There is a change in the
provisions for determining residential status, as per the amendment in Income
tax act.
The general rule will remain as
same i.e. any person who is in India for more than 182 days will be treated as
resident in India.
OR, if he was in India for 60
days or more in the current FY and 365 days or more in the previous 4 FY, he
will be treated as a resident in India.
However, the above rule had a
benevolent provision, saying that in the case of an Indian Citizen or a Person
of Indian Origin (PIO), who comes back to India can stay in India for 182 days
instead of 60 days as above.
The new amendment has reduced
this period of 182 days to 120 days. Please note that this reduced period of
120 days applicable only for persons already abroad who are coming to India for
short visits. And there is another beneficial provision also newly introduced,
that this will be applicable to those persons who has Indian income is more
than Rs. 15 lakhs.
So, if you are an NRI and you
have income in India more than Rs. 15 lakhs, then you have to restrict your
stay in India to 120 days in a year.
Deemed Resident
Another important addition is
the concept of Deemed Resident.
Case 1: If You are an Indian
Citizen with Indian income more than Rs 15 lakhs
a.
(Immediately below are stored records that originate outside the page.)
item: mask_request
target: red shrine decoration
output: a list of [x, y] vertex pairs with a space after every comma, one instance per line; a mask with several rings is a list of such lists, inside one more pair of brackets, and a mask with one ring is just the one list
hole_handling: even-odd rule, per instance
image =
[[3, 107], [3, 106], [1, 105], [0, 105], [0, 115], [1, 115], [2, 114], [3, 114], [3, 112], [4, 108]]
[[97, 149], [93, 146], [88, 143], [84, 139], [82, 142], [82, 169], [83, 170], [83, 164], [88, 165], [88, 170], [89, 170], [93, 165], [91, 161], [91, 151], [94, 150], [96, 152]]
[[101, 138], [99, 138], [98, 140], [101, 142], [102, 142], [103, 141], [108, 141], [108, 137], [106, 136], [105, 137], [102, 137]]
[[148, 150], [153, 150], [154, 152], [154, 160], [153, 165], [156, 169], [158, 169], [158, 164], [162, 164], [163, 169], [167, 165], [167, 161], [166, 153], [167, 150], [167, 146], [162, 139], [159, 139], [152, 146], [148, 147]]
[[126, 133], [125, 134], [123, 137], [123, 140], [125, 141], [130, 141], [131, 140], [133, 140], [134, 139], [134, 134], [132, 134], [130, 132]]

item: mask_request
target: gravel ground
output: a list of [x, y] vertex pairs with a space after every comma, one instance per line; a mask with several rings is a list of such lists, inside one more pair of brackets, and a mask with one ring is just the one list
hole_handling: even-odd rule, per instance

Your
income is NOT taxable in any other country by reason of your domicile or
residence or any other criteria of similar nature. (This means you are not
paying tax in any other country, because you are Non-Resident in that country,
as per the rules of that country); OR
b. your
stay in India is more than 120 days
Then, you will be deemed as a
NOT ORDINARILY RESIDENT.
Case 2: If You are not an Indian
Citizen, but a person of Indian origin (holder of passport of another country)
1. Your
Indian income is Rs. 15 lakhs or more; and
2. Your
stay in India is more than 120 days but less than 182 days
3. Whether
or not you pay tax in any other country
Then, you will be deemed as a
NOT ORDINARILY RESIDENT.
In the case of a Not Ordinarily Resident,
your income earned outside India from Business controlled from India or
profession set up in India will be taxable in India.
TO SUM UP:
For NRI’s – whether you are
Indian citizen or not, the first thing you have to check is whether you have
Indian income more than Rs. 15 lakhs – if not, then your taxation will be as
before – No change at all.
For NRI’s holding Indian
Passport, if your Indian income is more than Rs. 15 lakhs, then you have to
ensure two things:
1.
that you restrict your stay in India to
less than 120 days.
2.
that you pay tax for your whole income,
in your country of residence. (But this is not applicable to residents of those
countries like UAE where there is no income tax)
For an NRI holding a foreign
passport, you have to make sure that your stay in India in a year is less than
120 days.
And, if you do not comply with any
of the above conditions, your income earned outside India from a business
controlled from India or a profession set up in India alone will be taxable in
India and not all your foreign income.
If you have already paid tax on
such income in any other country, you are eligible for a tax rebate as per the
Double Taxation Avoidance Agreement between India and the other country.